Date Extractor¶
-
class
etk.extractors.date_extractor.
DateExtractor
(etk: etk.etk.ETK = None, extractor_name: str = 'date extractor')[source]¶ Bases:
etk.extractor.Extractor
- Description
- This extractor pre-defines a rich set of datetime regexp to detect any format of timestamp from the input text.

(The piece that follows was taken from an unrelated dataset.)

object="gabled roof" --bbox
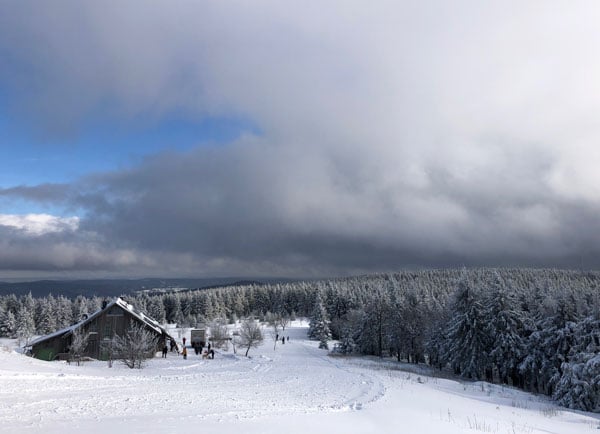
[29,297,172,346]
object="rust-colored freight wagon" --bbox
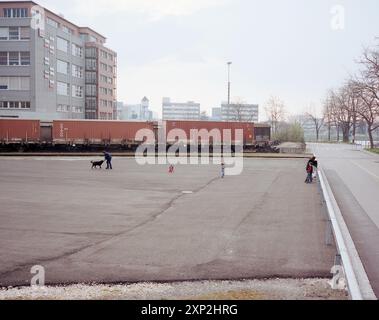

In addition, it employees the spaCy rule to infer the specific datetime from a relative datetime and relative datetime base, for instance, two days ago with relative datetime base 02/02/2018.
Examples
date_extractor = (etk=self.etk) date_extractor.extract(text=input_doc, extract_first_date_only=False, # first valid additional_formats=['%Y@%m@%d', '%a %Y, %b %d'], use_default_formats=True, ignore_dates_before=ignore_before, ignore_dates_after=ignore_after, relative_base=relative_base, preferred_date_order="DMY", prefer_language_date_order=True, timezone='GMT', to_timezone='UTC', return_as_timezone_aware=False, prefer_day_of_month='first', prefer_dates_from='future', )
-
extract
(text: str = None, extract_first_date_only: bool = False, additional_formats: List[str] = [], use_default_formats: bool = False, ignore_dates_before: datetime.datetime = None, ignore_dates_after: datetime.datetime = None, detect_relative_dates: bool = False, relative_base: datetime.datetime = None, preferred_date_order: str = 'MDY', prefer_language_date_order: bool = True, timezone: str = None, to_timezone: str = None, return_as_timezone_aware: bool = True, prefer_day_of_month: str = 'first', prefer_dates_from: str = 'current', date_value_resolution: etk.extractors.date_extractor.DateResolution = <DateResolution.DAY: 4>) → List[etk.extraction.Extraction][source]¶ Parameters: - text (str) – extract dates from this ‘text’, default to None
- extract_first_date_only (bool) – extract the first valid date only or extract all, default to False
- additional_formats (List[str]) – user defined formats for extraction, default to empty list
- use_default_formats (bool) – if use default formats together with addtional_formats, default to False
- ignore_dates_before (datetime.datetime) – ignore dates before ‘ignore_dates_before’, default to None
- ignore_dates_after (datetime.datetime) – ignore dates after ‘ignore_dates_after’, default to None
- detect_relative_dates (bool) – if detect relative dates like ‘9 days before’, default to False
- relative_base (datetime.datetime) – offset relative dates detected based on ‘relative_base’, default to None
- preferred_date_order (enum['MDY', 'DMY', 'YMD']) – preferred date order when ambiguous, default to ‘MDY’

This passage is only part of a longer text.